Baker, who clearly has a history of promoting Black Music, introduces the publication with a lengthy essay covering the socio-political environment and the musical history of some of the key figures in the book, in the lead up to the beginning of the radicalisation of jazz, which became it’s own living and breathing extension of popular jazz around 1960. Citing a key moment in the development of this radicalisation, Baker recalls the predominately white West Coast styles of cool jazz being superseded by hard bop in the mid 1950s, with Miles Davis and his Quintet heralding the return to the more traditionally African-American musical structure of the blues.

This development from a majority white to a noticeably black sonic palette ran concurrently with the Civil Rights movement and, as noted by Baker, while many African-American jazz musicians were decidedly apolitical, the environment in which they lived and worked was positively prejudiced against them. Musicians such as Ornette Coleman and John Coltrane are described as leading this new radicalisation, rejecting the outward acceptance by mainstream culture and politicians of jazz as an ambassador of North American culture to the world, while conditions at home for the players was less than accepting. Musical embracing of traditional African music was also part of the move away from mainstream consideration into a more overtly political stance.

Of course, this essay sits nicely within the first twenty five pages of this bumper publication. It isn’t intended as an all encompassing academic reader of African-American radical jazz, but more as a coffee table book filled with amazing photographs of the performers of that era. The following 150 or so pages are full of biographies and images of an impressive multitude of performers, and any fan of music from this era would be more than happy to sit and immerse themselves in the imagery.

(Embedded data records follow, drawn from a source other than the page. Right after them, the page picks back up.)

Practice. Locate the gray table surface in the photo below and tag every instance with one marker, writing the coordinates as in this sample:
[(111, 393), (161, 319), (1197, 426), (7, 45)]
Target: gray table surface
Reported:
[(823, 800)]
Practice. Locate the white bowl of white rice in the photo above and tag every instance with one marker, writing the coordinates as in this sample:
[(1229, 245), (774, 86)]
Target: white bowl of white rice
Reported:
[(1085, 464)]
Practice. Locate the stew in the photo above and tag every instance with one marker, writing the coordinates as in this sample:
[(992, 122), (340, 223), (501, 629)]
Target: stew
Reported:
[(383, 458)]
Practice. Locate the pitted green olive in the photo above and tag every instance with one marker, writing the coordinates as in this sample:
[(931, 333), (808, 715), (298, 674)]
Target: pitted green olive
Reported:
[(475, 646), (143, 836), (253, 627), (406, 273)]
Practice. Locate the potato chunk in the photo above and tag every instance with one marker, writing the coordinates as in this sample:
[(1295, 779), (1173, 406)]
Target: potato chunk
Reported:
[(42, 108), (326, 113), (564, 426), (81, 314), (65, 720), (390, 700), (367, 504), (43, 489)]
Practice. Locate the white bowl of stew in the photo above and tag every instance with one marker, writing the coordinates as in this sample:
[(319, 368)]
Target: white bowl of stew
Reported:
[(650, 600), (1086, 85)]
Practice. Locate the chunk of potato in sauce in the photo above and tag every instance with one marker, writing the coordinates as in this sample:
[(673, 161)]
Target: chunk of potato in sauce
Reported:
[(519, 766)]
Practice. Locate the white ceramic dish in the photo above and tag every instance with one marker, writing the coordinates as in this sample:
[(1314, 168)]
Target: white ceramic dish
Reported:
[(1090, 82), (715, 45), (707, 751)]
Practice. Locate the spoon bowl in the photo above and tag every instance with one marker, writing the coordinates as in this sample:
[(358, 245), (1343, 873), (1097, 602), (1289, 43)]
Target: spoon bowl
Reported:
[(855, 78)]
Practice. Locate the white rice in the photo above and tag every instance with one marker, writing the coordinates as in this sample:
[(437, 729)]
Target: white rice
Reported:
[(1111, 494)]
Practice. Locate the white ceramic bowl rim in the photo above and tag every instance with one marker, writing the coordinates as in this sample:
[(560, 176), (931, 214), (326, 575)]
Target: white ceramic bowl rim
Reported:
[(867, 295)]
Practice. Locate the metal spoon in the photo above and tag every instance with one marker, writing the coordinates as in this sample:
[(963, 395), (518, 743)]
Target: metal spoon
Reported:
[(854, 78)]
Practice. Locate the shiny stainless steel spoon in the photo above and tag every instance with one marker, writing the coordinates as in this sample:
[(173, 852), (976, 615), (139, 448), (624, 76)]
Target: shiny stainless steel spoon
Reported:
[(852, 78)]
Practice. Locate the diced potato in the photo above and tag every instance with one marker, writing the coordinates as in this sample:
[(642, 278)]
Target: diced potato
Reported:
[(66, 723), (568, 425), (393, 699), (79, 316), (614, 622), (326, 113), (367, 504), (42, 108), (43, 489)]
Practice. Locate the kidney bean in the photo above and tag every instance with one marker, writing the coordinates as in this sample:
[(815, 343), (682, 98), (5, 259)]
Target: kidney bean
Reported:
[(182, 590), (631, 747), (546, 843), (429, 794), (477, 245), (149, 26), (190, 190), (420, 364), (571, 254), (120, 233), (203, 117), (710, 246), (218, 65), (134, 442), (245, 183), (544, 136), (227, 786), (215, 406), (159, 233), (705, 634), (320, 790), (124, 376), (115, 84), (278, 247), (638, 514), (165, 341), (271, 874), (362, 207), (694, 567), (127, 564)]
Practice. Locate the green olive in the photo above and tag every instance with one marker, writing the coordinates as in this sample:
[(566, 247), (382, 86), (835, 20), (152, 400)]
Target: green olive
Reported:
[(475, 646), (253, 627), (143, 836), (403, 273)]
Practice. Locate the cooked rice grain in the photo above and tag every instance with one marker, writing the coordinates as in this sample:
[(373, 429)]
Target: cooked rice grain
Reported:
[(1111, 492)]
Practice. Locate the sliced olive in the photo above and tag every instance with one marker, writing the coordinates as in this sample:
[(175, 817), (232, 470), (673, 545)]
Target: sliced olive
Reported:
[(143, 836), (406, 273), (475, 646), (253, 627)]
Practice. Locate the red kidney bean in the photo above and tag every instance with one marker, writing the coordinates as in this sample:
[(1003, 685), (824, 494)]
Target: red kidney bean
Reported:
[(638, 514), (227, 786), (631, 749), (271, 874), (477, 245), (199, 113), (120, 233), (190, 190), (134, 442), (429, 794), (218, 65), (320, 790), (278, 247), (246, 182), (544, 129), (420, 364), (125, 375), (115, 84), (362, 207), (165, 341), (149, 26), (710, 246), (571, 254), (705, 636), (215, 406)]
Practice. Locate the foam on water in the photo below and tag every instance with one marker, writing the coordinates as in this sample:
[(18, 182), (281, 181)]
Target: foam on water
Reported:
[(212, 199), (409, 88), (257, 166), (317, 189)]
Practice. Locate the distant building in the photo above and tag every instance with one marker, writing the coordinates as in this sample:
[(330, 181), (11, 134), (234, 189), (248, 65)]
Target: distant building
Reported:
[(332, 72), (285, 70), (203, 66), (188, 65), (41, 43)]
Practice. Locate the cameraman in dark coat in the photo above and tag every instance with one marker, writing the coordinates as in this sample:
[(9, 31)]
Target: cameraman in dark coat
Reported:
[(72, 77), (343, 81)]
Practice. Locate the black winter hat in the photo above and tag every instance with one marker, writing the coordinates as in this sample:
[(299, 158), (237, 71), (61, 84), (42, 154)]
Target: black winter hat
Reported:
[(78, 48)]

Black Fire! New Spirits! is a companion piece to the new Soul Jazz triple LP and double CD of the same name, and would be best enjoyed while listening to the compilation. Perhaps the book could have come with a download code for the compilation, but alas, it doesn’t. Some might suggest that Black Fire! New Spirits! is a fairly cursory inclusion of African-American musical history, and although it really is a nice book to sit and flick through, a more in depth exploration of the times would be more beneficial. Each artist represented in the book is covered by a short biographical paragraph, but one does wonder if the book should have been a more academically researched investigation, rather than an overview to prop up an expansive compilation album.

Nonetheless, any fan of African-American music would appreciate the luxurious layout and hefty design, and would do nicely on your coffee table next to the latest issue of Wax Poetics.